Fighters from the Kurdish People's Protection Units visit the site of Turkish airstrikes near northeastern Syrian Kurdish town of Al Malikiyah

Turkey gave less than 1 hour notice before Syria strikes

The Turkish military said the pre-dawn raids targeted "terrorist hotbeds" and supply routes used by the outlawed Kurdistan Workers' Party, or PKK, to smuggle ammunition, weapons and explosive material into Turkey, where it is waging an insurgency.

On Tuesday, Turkey also struck targets near Mount Sinjar in Iraq for the first time, widening its air campaign there. The US Department of State said it was "deeply concerned" the strike was conducted "without proper coordination" either with the US military or commanders within a broader worldwide coalition, which claims to be fighting Daesh Takfiri terrorists in Iraq and Syria.

"We informed our United States allies that we were going to undertake this operation".

"The operations will continue to be carried out from now with the same determination until the very last terrorist is neutralised", it said.

"Turkey acts transparently on all issues". We don't have a hidden agenda.

"We shared this with the USA and Russian Federation and we are sharing it with Iraq as well".

Iraq's Foreign Ministry denounced the strikes as a "violation" of its sovereignty and called on the worldwide community to put an end to such "interference" by Turkey.

Dorrian said Turkey gave the US less than an hour's notice, and declined to be more specific.

"There are terrorists who enter Turkey via different paths", he said.

"We have expressed those concerns with the government of Turkey directly", State Department spokesman Mark Toner told reporters on a conference call.

The Turkish raids showed the challenges facing US -led attempts to defeat Islamic State in Syria and tension between North Atlantic Treaty Organisation allies Washington and Ankara over Kurdish combatants who have been crucial in driving back the jihadists.Ankara sees the YPG as a hostile force and an extension of the outlawed PKK, which has waged a three-decade insurgency against the Turkish state and is considered a terrorist group by Turkey, the United States and the European Union.

But Washington sees the YPG as essential in the fight against IS in Syria.

It repeatedly stressed that it will not allow the Kurds of having a rule in that area. Abdel Rahman said a female Kurdish fighter was among the dead.

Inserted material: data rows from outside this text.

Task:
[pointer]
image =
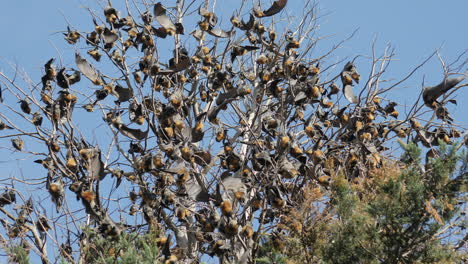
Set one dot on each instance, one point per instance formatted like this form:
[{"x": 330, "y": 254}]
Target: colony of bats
[{"x": 216, "y": 142}]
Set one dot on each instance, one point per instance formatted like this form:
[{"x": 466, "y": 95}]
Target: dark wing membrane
[
  {"x": 86, "y": 68},
  {"x": 160, "y": 14},
  {"x": 275, "y": 8}
]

Syrian Kurdish forces said the strikes hit a media centre, a local radio station, a communication headquarters and some military posts, killing an undetermined number of fighters in Hassakeh, but the Britain-based Syrian Observatory for Human Rights, which monitors the Syrian war, said 18 members of the YPG were killed. There were no casualties.

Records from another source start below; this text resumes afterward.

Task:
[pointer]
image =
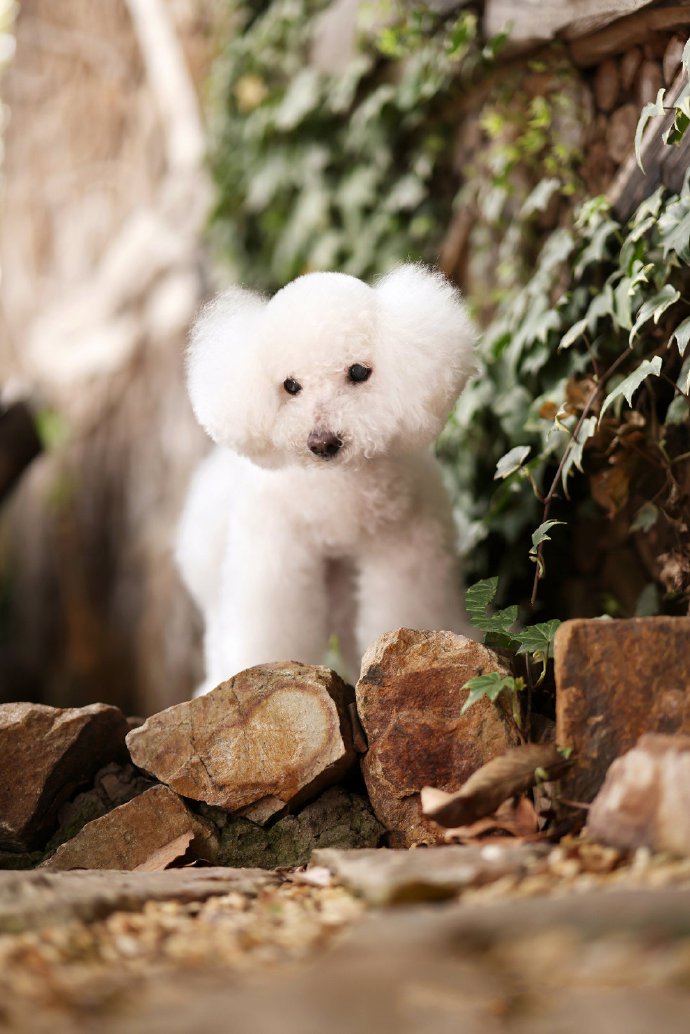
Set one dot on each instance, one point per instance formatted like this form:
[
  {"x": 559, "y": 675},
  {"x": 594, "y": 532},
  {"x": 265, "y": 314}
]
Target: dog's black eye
[{"x": 358, "y": 373}]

"We recognize the threat the PKK poses to Turkey, but Turkey can not pursue that fight at the expense of our common fight against terrorists that threaten us all", Rankine-Galloway said, using the initials for the Kurdistan Workers' Party.

However, Turkey has accused U.S. Kurdish allies - the People's Protection Units, a Kurdish militia in Syria, and the Syrian Democratic Forces - of supporting the PKK.